Mengapa Minum Kopi Segera Setelah Bangun Tidur Kurang Efektif?
Banyak orang mengandalkan secangkir kopi di pagi hari untuk memulai aktivitas. Namun, menurut para pakar kesehatan, kebiasaan minum kopi tepat setelah bangun tidur ternyata bukan pilihan terbaik. Dilansir dari Health pada Kamis (2/7/2026), waktu konsumsi kopi sebaiknya disesuaikan dengan ritme alami tubuh agar manfaat kafein dalam meningkatkan energi dan konsentrasi dapat bekerja lebih optimal.
Peran Kortisol dalam Tubuh Setelah Bangun Tidur
Saat baru bangun tidur, tubuh secara alami memproduksi hormon kortisol dalam jumlah tinggi. Kortisol dikenal sebagai hormon stres yang membantu tubuh terjaga dan waspada. Jika kopi dikonsumsi saat kadar kortisol masih tinggi, efek kafein akan berkurang karena tubuh sudah dalam keadaan siaga.
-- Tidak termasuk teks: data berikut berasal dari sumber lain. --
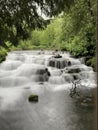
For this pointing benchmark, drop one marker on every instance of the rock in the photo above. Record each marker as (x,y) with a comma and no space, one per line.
(33,98)
(74,70)
(58,56)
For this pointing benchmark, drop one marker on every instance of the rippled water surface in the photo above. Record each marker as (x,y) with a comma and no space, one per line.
(22,74)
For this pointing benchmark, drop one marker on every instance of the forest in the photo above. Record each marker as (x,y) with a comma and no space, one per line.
(71,26)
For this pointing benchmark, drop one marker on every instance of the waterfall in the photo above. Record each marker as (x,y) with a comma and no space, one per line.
(39,72)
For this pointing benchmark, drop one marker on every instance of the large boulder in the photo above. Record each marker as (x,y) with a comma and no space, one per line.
(33,98)
(59,63)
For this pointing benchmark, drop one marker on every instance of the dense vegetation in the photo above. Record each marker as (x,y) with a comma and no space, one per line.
(72,30)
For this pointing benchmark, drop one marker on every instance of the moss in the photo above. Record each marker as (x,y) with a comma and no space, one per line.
(33,98)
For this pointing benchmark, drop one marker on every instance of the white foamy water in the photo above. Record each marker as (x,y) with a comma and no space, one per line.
(22,74)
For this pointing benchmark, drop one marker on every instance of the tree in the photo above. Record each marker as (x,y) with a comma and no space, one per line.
(18,17)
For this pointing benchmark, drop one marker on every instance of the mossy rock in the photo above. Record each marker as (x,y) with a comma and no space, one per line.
(33,98)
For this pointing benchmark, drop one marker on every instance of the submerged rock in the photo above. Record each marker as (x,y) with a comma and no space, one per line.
(58,56)
(59,63)
(74,70)
(33,98)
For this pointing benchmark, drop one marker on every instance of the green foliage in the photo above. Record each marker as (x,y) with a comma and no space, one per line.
(3,54)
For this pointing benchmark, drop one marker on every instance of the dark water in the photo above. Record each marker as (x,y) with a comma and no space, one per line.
(55,110)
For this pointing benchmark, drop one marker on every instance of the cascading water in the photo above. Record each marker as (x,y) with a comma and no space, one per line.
(23,73)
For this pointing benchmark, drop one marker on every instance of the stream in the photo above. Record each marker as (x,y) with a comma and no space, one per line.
(22,74)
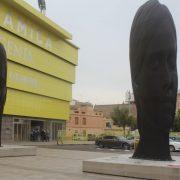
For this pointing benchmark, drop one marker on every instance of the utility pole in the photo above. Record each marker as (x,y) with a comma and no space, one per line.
(128,100)
(42,6)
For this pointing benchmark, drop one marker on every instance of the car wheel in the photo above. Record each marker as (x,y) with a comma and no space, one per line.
(171,148)
(126,146)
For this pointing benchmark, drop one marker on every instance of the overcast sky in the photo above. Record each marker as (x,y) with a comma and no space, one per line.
(101,29)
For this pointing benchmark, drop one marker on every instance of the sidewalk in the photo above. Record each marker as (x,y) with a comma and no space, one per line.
(52,164)
(32,143)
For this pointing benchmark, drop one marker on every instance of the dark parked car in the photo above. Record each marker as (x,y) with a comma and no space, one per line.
(114,142)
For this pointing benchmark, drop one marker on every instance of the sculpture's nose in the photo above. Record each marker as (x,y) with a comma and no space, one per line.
(167,83)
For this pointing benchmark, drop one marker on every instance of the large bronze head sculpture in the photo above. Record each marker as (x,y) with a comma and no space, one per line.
(153,51)
(3,77)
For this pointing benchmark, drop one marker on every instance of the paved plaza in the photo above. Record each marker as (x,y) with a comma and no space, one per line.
(52,164)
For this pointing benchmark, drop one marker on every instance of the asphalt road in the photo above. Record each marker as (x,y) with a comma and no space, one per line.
(93,148)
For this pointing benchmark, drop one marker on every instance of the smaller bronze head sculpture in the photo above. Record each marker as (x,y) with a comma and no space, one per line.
(153,51)
(3,77)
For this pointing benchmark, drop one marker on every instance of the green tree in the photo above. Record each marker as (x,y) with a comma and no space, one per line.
(121,118)
(176,126)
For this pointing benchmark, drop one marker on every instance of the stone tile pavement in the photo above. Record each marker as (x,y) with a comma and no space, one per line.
(52,164)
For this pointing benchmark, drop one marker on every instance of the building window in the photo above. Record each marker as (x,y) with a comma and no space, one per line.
(76,120)
(84,121)
(84,133)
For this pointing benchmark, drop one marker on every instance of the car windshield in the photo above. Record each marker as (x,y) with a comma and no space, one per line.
(122,138)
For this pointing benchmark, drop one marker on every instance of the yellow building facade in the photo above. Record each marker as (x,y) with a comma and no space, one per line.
(41,71)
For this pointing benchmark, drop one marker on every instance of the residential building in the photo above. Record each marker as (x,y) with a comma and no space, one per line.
(84,120)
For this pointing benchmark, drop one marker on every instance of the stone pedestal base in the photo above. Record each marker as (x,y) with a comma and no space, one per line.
(14,151)
(124,165)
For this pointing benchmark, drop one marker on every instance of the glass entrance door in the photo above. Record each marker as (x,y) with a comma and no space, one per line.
(21,130)
(55,128)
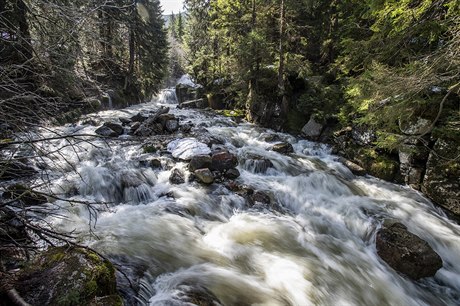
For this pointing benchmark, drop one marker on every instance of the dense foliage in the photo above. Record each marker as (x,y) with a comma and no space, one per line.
(331,59)
(56,53)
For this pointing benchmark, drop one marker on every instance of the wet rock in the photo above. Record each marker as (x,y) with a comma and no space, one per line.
(134,127)
(15,170)
(151,125)
(232,174)
(257,164)
(407,253)
(12,229)
(441,182)
(176,177)
(267,137)
(312,130)
(415,126)
(25,195)
(363,135)
(172,125)
(68,276)
(283,147)
(198,103)
(186,128)
(261,197)
(117,128)
(106,132)
(186,148)
(153,163)
(199,162)
(223,161)
(124,121)
(139,117)
(354,168)
(204,176)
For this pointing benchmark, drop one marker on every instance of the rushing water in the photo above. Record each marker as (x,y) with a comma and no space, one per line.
(315,245)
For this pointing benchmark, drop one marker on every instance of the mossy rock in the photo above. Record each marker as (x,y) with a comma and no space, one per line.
(441,182)
(69,276)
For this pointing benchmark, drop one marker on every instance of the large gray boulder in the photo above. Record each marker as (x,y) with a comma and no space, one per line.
(223,161)
(406,252)
(69,276)
(199,162)
(441,182)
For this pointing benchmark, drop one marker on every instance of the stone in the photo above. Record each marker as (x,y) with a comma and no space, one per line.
(12,229)
(283,147)
(134,127)
(441,182)
(164,118)
(176,177)
(15,170)
(199,162)
(261,197)
(25,195)
(223,161)
(106,132)
(312,130)
(406,252)
(172,125)
(232,174)
(354,168)
(186,148)
(363,136)
(257,164)
(153,163)
(124,121)
(204,176)
(139,117)
(198,103)
(117,128)
(416,126)
(151,126)
(68,276)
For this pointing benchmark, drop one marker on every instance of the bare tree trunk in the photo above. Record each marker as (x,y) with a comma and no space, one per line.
(281,83)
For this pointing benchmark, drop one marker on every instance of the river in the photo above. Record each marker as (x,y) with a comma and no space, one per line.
(313,245)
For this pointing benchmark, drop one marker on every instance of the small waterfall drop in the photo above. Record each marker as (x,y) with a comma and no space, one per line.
(313,244)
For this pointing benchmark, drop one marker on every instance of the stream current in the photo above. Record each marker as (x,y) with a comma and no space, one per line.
(315,245)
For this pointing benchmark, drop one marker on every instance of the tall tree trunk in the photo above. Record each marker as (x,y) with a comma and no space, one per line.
(281,83)
(281,48)
(24,33)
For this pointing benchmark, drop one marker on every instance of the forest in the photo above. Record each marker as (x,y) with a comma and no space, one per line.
(275,98)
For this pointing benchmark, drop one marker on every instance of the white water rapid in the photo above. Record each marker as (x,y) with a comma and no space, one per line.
(314,245)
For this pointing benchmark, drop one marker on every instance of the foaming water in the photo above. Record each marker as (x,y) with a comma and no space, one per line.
(313,245)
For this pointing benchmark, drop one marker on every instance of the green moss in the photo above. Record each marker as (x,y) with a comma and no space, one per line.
(384,168)
(150,149)
(231,112)
(295,121)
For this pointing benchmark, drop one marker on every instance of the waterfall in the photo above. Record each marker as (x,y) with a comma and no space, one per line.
(312,244)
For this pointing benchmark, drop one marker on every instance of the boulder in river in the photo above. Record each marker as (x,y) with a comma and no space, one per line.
(232,174)
(204,176)
(106,131)
(199,162)
(223,161)
(406,252)
(283,147)
(186,148)
(25,195)
(116,127)
(176,177)
(69,276)
(441,182)
(14,170)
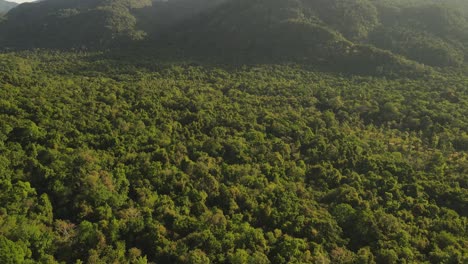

Selain itu, kebiasaan ini dapat menyebabkan toleransi terhadap kafein meningkat seiring waktu, sehingga efek stimulannya menjadi semakin lemah.
Waktu Terbaik Minum Kopi Menurut Pakar
Para ahli menyarankan untuk menunggu sekitar 90 menit setelah bangun tidur sebelum minum kopi. Pada rentang waktu tersebut, kadar kortisol mulai menurun, sehingga kafein dapat memberikan dorongan energi yang lebih signifikan. Dengan menyesuaikan waktu minum kopi, Anda tidak hanya mendapatkan manfaat maksimal dari kafein, tetapi juga membantu menjaga ritme sirkadian alami tubuh.
Tips Mengoptimalkan Konsumsi Kopi Harian
Selain menunggu 90 menit, ada beberapa tips lain yang bisa diterapkan. Hindari minum kopi terlalu sore atau malam hari karena dapat mengganggu kualitas tidur. Batasi konsumsi kafein tidak lebih dari 400 mg per hari (sekitar 3-4 cangkir kopi). Perhatikan juga respons tubuh Anda terhadap kafein, karena setiap orang memiliki sensitivitas yang berbeda.
Dengan mengatur waktu minum kopi yang tepat, Anda dapat merasakan energi yang lebih stabil, konsentrasi yang lebih baik, dan tidur yang lebih nyenyak. Jadi, mulailah menyesuaikan kebiasaan minum kopi Anda dengan ritme alami tubuh untuk hasil yang optimal.